For Kenya and the countries along the eastern coast of Africa, 2009 will be remembered as the year the real internet landed and the people began to communicate and do business in a way never imagined before.
The long awaited undersea fibre optic cable is coming to connect us to the rest of the world through cheaper telephony, the internet and even video communication. For people who know how to tap into the knowledge economy, this will enable the steroids to surge forward. For those who cannot figure out any opportunity, the digital gap widens.

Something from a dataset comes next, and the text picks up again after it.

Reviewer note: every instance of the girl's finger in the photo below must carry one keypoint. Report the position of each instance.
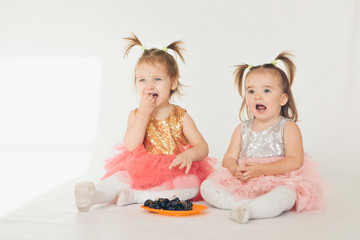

Internet prices started falling when the telecommunication sector was liberalised a few years ago, with new competing technologies, mostly wireless, offering faster and a cheaper service than the copper wire dial-ups of the then monopoly, Kenya Posts and Telecommunications Corporation.
KPTC which, split into three before Telkom was sold, is not entirely to blame for the high cost of the internet cost and international calls. Until the arrival of these magic cables, which transmit information over long distances using light signals reflected on glass, communicating to the outside world is through those metallic birds high up in the air called satellites.
The only change over time is that we stopped relying solely on the earth stations, such as Longonot, and started using smaller VSAT (very small aperture terminal) dishes.
Now a big race by service providers to offer high-capacity and affordable internet connection is on. Everyone says it is landing the cable in Mombasa soon, and Seacom, which touted the ambitious Africa One project in 1995 to wire the whole continent, seems determined to have a headstart in the raging fibre war.
Seacom’s local boss Jean-Pierre de Leu says he will pop up the champagne bottle on June 27.
THE EAST AFRICAN MARINE SYSTEM (TEAMS)), a consortium in which the government has shares, should be completing its link to the United Arab Emirates in April. The third provider, The Eastern Africa Submarine Cable System (EASSy), which aims to connect the region from South Africa to Djibouti, is expected to land its fibre at about the same time.
One strand of optical fibre (the thickness of human hair) is capable of 20,000 simultaneous voice communication, or 25,000 gigabytes per second, of information — which is enough to carry text of 3 million books in a second.
Fibre technology was discovered by some young men with “obsession for glass” in South Carolina, USA, as early as the 1930s. For a long time it was used by the intelligence cameras and also doctors to spy on the human stomach.
So what are we going to do with what is clearly a broadband boom? People buying bulk internet expect the prices to fall from the current $3,000 (Sh240,000) a megabyte to around $400 (Sh32,000) or less by the end of the year. If this fall in pricing is passed onto the consumers, it should spur e-commerce, e-learning (distant learning), business process outsourcing (BPO) and so on.
The technology pipes will be wide enough for any innovation and imagination. The 2010 World Cup will be kicked in through these pipes using high-definition TV and internet TV, or IPTV.
But perhaps it is the BPO industry and call centres that are expected to rake in money for these multi-million-dollar investments. The current global credit crunch may force outsourcing firms in the developed countries to look for cheaper and new outsourcing destinations beyond the domination of India, the Philippines and China.
To benefit from the new knowledge economy, schools and universities must acquire the internet at subsidised rates, or how else do we expect to grow our scientists if they cannot afford online research?
The laying of overland fibre cables should also be stepped up, otherwise the superhighway will come to a stop in Mombasa and Nairobi.
The government’s effort to connect far-flung areas such as Lokitung, Loitoktok, Mandera and Malindi with fibre under the National Optic Fibre Backbone Infrastructure, NOFBI project is a proactive move that will give many people a chance to create new businesses, skills, electricity and security allowing.